In Subnormal, the first of a three-part series on this topic, Kenyon introduces us to a strange group of characters, who for various reasons have been declared "subnormal" by the state. These characters will play an unlikely part in defeating a rampant, out-of-control Government, that has imposed its will on the people, not by force of argument, but by more devious means - all for the "greater good" of Great Britain, determined to put the Great back into Great Britain (now where have we heard that before?)
The characters, who have been declared subnormal and are shipped off to what is essentially a forced labour prison, to make a contribution to the British society, slowly become aware of what is being done, not only to them but to the rest of Britain as well. The "subnormals" decide it is up to them to fight back and expose the Government for the lying, cheating, bastards they really are.
I loved all of the characters in Subnormal, but most especially I had a soft spot for Paul, the young man with Asperger's syndrome, but also the uncanny ability to solve problems with logic and common sense. Having worked alongside someone (also named Paul) with this syndrome, I could fully identify with the character traits and little peculiarities that Kenyon pulled out of his character. He clearly has a first-hand understanding of the character. What I found particularly insightful, especially for readers who have never encountered Asperger's before was Kenyon allowing us inside Paul's mind and showing us his thought processes, so totally different from our own, yet so illuminating.

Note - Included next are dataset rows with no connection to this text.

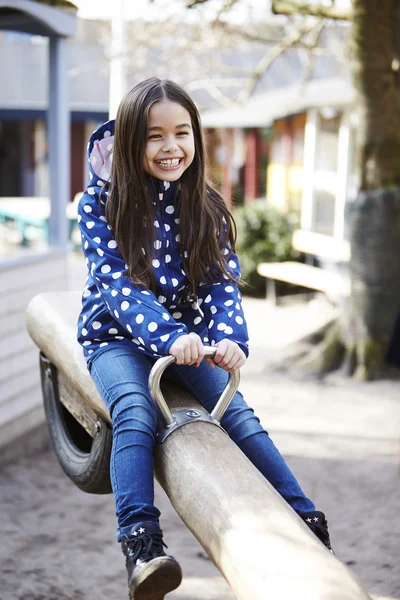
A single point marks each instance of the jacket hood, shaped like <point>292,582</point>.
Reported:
<point>100,153</point>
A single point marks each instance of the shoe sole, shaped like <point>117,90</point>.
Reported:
<point>157,578</point>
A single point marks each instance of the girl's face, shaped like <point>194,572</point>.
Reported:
<point>170,143</point>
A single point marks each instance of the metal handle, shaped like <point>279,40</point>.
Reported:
<point>154,386</point>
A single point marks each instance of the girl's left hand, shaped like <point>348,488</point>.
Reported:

I don't want to go overboard on this aspect, as it is only a small part of the overall story, but it helps me to illustrate just what an excellent job Kenyon has done in this book.
This is a great thriller and I found it riveting (unable to stop reading, even when I knew I should). I highly recommend this, if you like thrillers, with real applicability to the current environment we citizens of the world find ourselves in today.
This book is worth every one of the five stars I've given it.